Youri Desplenter (1974) is professor of Historical Dutch Literature (Middle Ages) at Ghent University (since 2010). He is very active in teaching, not only ‘medieval’ topics such as Middle Dutch Literature, Codicology, Theory and Methodology of the History of Literature, and Old Dutch, but also Dutch teaching methodology. Bridging the gaps between secondary schools and academia, especially concerning historical literature, is indeed a major concern of his. Therefore each year, he organises several dozens of workshops on medieval and especially Middle Dutch manuscripts for pupils of secondary schools.
Within his faculty, he is currently chairman of the master’s program Historical Linguistics and Literature, and vice-chairman of the department of Literary Studies.

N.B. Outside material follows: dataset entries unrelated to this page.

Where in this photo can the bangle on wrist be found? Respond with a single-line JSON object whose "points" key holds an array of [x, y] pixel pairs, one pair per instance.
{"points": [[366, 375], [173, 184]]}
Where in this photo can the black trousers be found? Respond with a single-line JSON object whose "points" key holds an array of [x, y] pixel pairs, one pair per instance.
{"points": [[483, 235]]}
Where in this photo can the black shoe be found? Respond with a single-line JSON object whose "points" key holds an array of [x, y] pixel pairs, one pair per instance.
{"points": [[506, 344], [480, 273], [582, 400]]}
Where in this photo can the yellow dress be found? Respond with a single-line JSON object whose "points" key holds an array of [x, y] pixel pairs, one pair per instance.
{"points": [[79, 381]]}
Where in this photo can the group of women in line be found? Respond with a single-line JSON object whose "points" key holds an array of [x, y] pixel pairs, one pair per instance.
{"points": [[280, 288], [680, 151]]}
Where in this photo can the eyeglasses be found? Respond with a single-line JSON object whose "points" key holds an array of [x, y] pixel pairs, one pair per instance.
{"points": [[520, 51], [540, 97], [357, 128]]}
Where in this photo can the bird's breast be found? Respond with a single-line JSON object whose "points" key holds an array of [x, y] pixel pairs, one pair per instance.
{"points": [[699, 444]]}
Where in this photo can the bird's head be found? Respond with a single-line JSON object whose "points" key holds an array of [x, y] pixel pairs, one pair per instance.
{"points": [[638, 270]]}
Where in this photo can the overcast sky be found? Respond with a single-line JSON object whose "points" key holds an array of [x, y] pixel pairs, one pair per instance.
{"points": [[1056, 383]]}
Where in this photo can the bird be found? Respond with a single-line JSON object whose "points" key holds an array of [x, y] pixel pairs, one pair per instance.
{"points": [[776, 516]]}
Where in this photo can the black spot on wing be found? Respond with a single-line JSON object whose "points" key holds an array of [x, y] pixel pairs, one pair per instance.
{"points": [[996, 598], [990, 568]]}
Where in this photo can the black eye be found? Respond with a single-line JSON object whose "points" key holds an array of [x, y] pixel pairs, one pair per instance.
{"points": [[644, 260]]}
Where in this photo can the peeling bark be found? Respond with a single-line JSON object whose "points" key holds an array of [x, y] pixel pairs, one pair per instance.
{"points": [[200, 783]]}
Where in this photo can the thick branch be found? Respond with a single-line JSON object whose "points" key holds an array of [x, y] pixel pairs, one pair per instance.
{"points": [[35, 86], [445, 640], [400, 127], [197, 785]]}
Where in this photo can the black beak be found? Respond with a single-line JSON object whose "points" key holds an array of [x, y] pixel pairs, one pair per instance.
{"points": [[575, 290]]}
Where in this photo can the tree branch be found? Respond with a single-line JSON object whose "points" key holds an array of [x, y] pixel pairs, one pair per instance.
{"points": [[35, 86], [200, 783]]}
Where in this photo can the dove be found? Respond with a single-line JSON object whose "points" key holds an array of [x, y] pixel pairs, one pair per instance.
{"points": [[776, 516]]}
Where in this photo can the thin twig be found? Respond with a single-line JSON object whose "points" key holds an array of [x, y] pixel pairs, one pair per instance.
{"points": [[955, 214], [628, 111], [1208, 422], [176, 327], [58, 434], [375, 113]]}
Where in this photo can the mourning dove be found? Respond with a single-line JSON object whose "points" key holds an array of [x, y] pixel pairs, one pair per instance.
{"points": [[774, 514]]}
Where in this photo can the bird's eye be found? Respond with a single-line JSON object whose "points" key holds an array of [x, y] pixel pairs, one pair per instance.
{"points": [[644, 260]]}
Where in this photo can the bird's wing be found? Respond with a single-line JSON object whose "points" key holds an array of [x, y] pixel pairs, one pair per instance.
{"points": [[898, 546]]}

His research topics include Middle Dutch religious literature, especially late medieval prayer literature, Bible translations, and the contacts between Latin and the vernacular in general. His PhD-thesis (UGhent; defence: Jan. 2004) consisted of a comprehensive study of an until then unstudied genre within Middle Dutch prayer literature, the translations of the Latin hymns and sequences. After that, as a post-doc (UGhent, 2004-2010), he did research into the Middle Dutch Psalter translations (2004-2007) and into the writings of the ‘mystical cook’ Jan van Leeuwen († 1378), a lay brother who lived and worked with the better known Jan van Ruusbroec (John of Ruusbroec) in the convent of Groenendaal (2007-2010).

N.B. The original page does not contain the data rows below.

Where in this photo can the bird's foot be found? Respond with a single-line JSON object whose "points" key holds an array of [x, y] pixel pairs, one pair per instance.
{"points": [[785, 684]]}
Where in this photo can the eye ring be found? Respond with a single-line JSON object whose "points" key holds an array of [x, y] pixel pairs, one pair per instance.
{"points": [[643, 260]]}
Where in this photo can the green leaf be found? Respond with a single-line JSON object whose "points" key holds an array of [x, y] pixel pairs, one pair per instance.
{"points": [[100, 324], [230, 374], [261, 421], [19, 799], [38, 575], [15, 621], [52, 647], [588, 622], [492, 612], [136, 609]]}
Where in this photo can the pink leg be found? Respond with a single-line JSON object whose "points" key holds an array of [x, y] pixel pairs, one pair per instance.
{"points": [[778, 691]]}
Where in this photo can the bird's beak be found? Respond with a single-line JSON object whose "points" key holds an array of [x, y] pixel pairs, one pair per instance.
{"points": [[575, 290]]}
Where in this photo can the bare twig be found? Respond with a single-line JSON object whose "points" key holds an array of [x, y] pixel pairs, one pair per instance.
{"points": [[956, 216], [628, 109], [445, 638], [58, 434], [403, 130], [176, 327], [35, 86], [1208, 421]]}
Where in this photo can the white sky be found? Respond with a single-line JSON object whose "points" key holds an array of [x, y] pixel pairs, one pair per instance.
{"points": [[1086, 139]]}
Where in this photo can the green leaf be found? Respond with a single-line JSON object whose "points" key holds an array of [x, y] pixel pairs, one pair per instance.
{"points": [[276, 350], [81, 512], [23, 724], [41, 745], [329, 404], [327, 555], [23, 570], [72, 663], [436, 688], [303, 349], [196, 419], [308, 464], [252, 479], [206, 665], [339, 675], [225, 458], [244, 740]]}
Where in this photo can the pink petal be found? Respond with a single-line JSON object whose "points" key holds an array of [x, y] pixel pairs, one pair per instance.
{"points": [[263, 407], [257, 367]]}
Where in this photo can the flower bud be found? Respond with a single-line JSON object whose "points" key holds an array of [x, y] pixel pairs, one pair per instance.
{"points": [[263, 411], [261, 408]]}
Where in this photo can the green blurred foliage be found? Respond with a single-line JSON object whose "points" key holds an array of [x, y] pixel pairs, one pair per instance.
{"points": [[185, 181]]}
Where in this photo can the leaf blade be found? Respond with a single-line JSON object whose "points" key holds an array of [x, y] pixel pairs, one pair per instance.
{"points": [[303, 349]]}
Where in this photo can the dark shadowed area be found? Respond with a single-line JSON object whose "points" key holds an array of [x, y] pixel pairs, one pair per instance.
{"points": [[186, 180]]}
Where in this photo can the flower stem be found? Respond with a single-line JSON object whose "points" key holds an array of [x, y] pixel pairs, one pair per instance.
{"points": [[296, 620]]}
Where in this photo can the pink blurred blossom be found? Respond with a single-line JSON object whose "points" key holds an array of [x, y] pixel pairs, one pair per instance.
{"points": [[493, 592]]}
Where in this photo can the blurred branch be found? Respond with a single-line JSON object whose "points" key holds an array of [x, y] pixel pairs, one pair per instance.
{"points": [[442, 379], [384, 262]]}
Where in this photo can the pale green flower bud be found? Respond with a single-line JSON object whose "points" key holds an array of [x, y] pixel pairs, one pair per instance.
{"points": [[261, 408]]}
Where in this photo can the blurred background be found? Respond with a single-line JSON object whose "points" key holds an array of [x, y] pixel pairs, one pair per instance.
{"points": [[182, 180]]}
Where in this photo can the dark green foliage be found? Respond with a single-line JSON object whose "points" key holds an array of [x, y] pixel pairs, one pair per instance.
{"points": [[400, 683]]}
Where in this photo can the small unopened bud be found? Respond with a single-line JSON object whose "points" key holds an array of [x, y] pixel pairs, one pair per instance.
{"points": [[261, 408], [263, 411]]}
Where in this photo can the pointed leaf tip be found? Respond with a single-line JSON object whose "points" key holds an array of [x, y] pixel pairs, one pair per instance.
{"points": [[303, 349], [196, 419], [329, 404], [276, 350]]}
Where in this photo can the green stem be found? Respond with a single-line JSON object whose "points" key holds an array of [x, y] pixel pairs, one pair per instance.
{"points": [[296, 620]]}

Currently, he supervises doctoral research in the field of Middle Dutch chivalric literature, and in the past on a.o. eschatological writings in Middle Dutch, the Ten Commandments, Middle Dutch authorship, and teaching methodology. He published several articles and books on all of the aforementioned research topics.
He is member of the editorial boards of Handboek Didactiek Nederlands.
Recently, he was elected Chair of COST Action CA23143, Participation through Prayer in the Late Medieval and Early Modern World (PRAYTICIPATE), a European subsidised research network (2024-2028).